The second point is that the cabozantinib activity was better. I’ve heard people say maybe that was because there was leftover immune therapy and so you were actually giving IO/TKI even in the cabozantinib arm. But I don’t think that’s the case. I think there’s not enough consideration of how the second-line patients are different than the first-line patients. The second-line patients who’ve had prior IO, are relatively depleted in patients with aggressive disease who might have potentially responded in a major way to the frontline. If they didn’t respond, they never got to this trial. You have a second-line patient population that is more TKI responsive and that’s why the cabozantinib response rates are, you would call, surprising and better even than what you saw in METEOR and a little better even than what you saw in CANTATA.

Dr. Rini: You think the immune responsive subsets depleted in the angiogenic responsive therefore is-

Dr. Atkins: Yes.

Dr. Rini: …enriched?

Dr. Atkins: Yes.

Dr. Rini: That’s leading to the results.

Dr. Zhang: Well, to that point, I mean there was that cohort. This second-line therapy patient cohort, to your point, is quite heterogeneous. What they received in the frontline setting and how they responded in the frontline setting and how they’re progressing, timing of progression, where they’re progressing, those are all patient characteristics that as clinicians, we think about when we’re think selecting subsequent therapy. But as they’re enrolling into a trial that was designed this way, everybody is sort of randomized and treated the same way, which is great for trial design. But suffice to say that this cohort is very different. The ipilimumab/nivolumab-treated frontline patients, they were never exposed to a VEGF TKI in the frontline. This patient, that 30%, 40% of patients are not the same as the METEOR patients who had VEGF TKIs in the frontline and then went on to cabozantinib.

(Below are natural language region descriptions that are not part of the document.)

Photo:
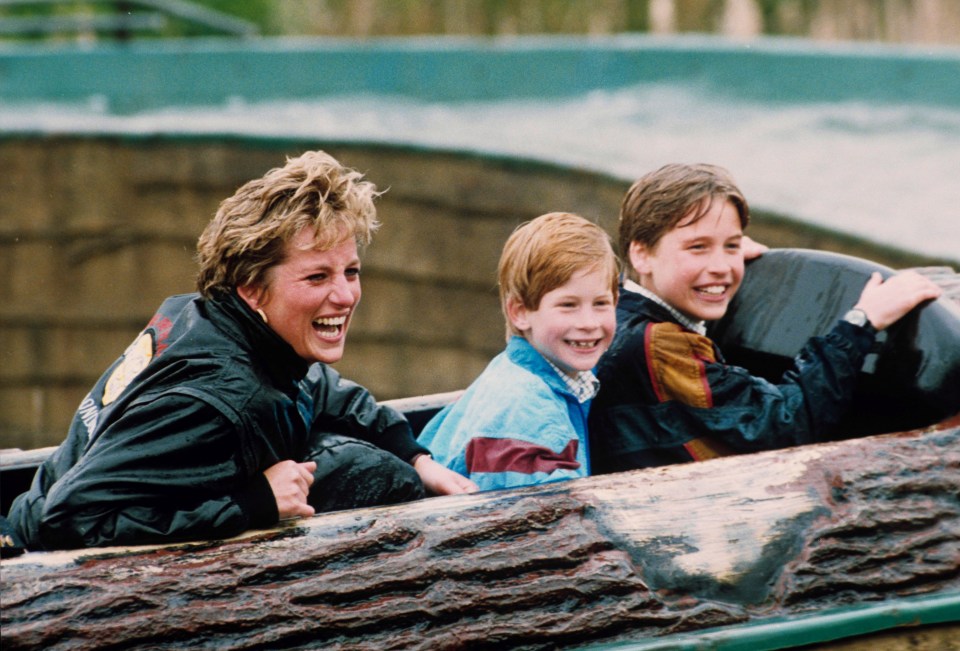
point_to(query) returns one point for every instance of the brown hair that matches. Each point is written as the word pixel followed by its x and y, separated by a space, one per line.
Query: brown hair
pixel 545 253
pixel 660 200
pixel 248 234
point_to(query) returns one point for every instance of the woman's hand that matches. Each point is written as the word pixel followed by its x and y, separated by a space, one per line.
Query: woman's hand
pixel 290 482
pixel 440 480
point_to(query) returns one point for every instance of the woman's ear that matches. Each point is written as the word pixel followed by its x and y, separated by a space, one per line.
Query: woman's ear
pixel 639 258
pixel 517 313
pixel 252 295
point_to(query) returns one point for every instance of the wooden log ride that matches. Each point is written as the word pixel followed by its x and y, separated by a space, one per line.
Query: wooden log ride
pixel 773 550
pixel 630 556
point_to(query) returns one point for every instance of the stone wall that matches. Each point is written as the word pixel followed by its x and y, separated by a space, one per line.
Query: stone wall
pixel 95 232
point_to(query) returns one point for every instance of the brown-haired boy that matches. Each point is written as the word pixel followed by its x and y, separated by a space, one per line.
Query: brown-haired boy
pixel 523 420
pixel 667 396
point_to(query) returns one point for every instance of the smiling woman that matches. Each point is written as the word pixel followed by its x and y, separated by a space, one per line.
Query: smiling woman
pixel 217 418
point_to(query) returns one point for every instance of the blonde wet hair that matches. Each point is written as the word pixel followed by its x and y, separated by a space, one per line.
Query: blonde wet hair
pixel 657 202
pixel 248 234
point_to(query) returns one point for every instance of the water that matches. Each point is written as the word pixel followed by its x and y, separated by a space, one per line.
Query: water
pixel 888 173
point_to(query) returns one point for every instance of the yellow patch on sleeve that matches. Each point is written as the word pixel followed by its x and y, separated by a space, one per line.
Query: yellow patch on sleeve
pixel 675 361
pixel 135 359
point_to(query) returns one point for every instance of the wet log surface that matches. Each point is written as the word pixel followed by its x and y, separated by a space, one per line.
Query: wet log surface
pixel 620 557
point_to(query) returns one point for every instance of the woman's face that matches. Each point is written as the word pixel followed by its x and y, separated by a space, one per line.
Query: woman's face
pixel 309 298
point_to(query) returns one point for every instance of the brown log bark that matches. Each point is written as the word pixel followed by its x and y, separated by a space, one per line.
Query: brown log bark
pixel 620 557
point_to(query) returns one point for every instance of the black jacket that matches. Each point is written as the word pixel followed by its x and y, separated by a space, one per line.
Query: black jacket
pixel 667 395
pixel 172 441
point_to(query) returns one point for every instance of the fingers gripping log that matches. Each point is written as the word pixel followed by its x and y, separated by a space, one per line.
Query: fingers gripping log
pixel 616 557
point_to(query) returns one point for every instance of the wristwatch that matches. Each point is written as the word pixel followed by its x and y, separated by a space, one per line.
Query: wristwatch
pixel 858 317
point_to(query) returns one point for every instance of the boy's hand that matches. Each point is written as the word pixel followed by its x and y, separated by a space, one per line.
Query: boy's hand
pixel 885 302
pixel 752 249
pixel 440 480
pixel 290 482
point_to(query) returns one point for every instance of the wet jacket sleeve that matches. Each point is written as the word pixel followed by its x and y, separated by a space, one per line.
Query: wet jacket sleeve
pixel 169 469
pixel 344 407
pixel 696 393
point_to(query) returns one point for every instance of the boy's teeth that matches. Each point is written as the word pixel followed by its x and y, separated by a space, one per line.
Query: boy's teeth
pixel 713 289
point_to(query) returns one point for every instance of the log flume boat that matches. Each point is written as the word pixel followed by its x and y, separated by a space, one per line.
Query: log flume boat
pixel 857 538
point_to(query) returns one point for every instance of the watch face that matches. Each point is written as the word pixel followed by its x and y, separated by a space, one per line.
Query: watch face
pixel 856 317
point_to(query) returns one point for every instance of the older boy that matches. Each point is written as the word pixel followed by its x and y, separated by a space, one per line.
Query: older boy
pixel 523 421
pixel 667 396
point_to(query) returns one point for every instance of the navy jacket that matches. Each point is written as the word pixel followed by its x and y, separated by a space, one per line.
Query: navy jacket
pixel 172 441
pixel 667 396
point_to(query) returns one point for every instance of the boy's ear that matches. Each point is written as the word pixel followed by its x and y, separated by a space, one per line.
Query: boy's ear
pixel 517 313
pixel 639 257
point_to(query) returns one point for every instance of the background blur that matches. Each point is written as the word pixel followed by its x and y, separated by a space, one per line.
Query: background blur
pixel 124 123
pixel 895 21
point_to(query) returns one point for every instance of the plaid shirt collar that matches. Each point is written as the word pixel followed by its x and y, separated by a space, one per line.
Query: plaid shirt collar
pixel 584 385
pixel 700 327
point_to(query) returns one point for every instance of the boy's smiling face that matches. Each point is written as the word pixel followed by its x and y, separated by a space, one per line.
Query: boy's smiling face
pixel 574 323
pixel 698 267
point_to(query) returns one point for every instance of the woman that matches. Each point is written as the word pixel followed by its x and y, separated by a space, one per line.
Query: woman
pixel 223 414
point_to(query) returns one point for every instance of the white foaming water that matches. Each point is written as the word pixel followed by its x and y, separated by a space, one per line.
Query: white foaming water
pixel 888 173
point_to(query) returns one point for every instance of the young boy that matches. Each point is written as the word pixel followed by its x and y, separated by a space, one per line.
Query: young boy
pixel 523 421
pixel 667 396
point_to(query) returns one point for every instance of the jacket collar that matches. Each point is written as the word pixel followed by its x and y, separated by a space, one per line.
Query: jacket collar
pixel 233 316
pixel 524 355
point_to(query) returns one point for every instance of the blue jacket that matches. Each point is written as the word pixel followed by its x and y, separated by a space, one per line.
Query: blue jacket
pixel 517 425
pixel 667 395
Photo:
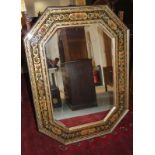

That is a TKI-naïve cohort that I bet if you looked at the stratification factors in the cohort, those were probably the patients who did really well on the cabozantinib control cohort. That drives the difference a lot less than we possibly could have expected if those patients were taken out of that comparison. I don’t believe we see that in the current data that’s public. But I think it’s an important trial. I was one of the proponents of using lenvatinib/pembrolizumab from the Memorial data and in the refractory setting.

But now that CONTACT-03 is out, I think thinking about the change out of mechanisms of action, I think is appropriate. If people have had ipilimumab/nivolumab upfront, they can do very well on cabozantinib monotherapy. I won’t add atezolizumab. Certainly, want to wait until TiNivo-2 reads out to think about that again. But that sequencing is an important one. One way, it’s a part of PDIGREE too, is thinking about that sequence of ipilimumab/nivolumab followed by cabozantinib. But then also if you take a break, so I wonder if you take a break, say they received axitinib/pembrolizumab or they received ipilimumab/nivolumab upfront, then they get cabozantinib alone, in that third line, could people, and they’ve had 9 months or 12 months for their T cells to repopulate and the exhausted T-cells to go away, could they be again responsive to PD-1? I wonder what you think about that.

Dr. Rini: I guess my opinion is it’s possible. I wouldn’t do it in practice because there’s no data to support it. I don’t know that that trial’s going to get done.

Dr. Zhang: How is that trial going to be done?

Dr. Rini: I don’t know that that trials’ going to get done. I’d love to see it.

Dr. Zhang: Yeah, multiple years.

Dr. Rini: We’ve been talking about TiNivo, which is tivozanib/nivolumab versus tivozanib. Nivolumab is a PD-1 inhibitor versus PD-L1. That may be a mechanistic difference. I know that did allow prior adjuvant therapy and there will be more. Because I know we put several adjuvant; I don’t remember if they had to be within 6 months. I don’t remember quite the parameter, but it will give us a little insight into that question, which we’ve been alluding to is well what if 2 years pass since your adjuvant therapy, we all think, “Well, we probably would start over with that patient.” But we don’t know.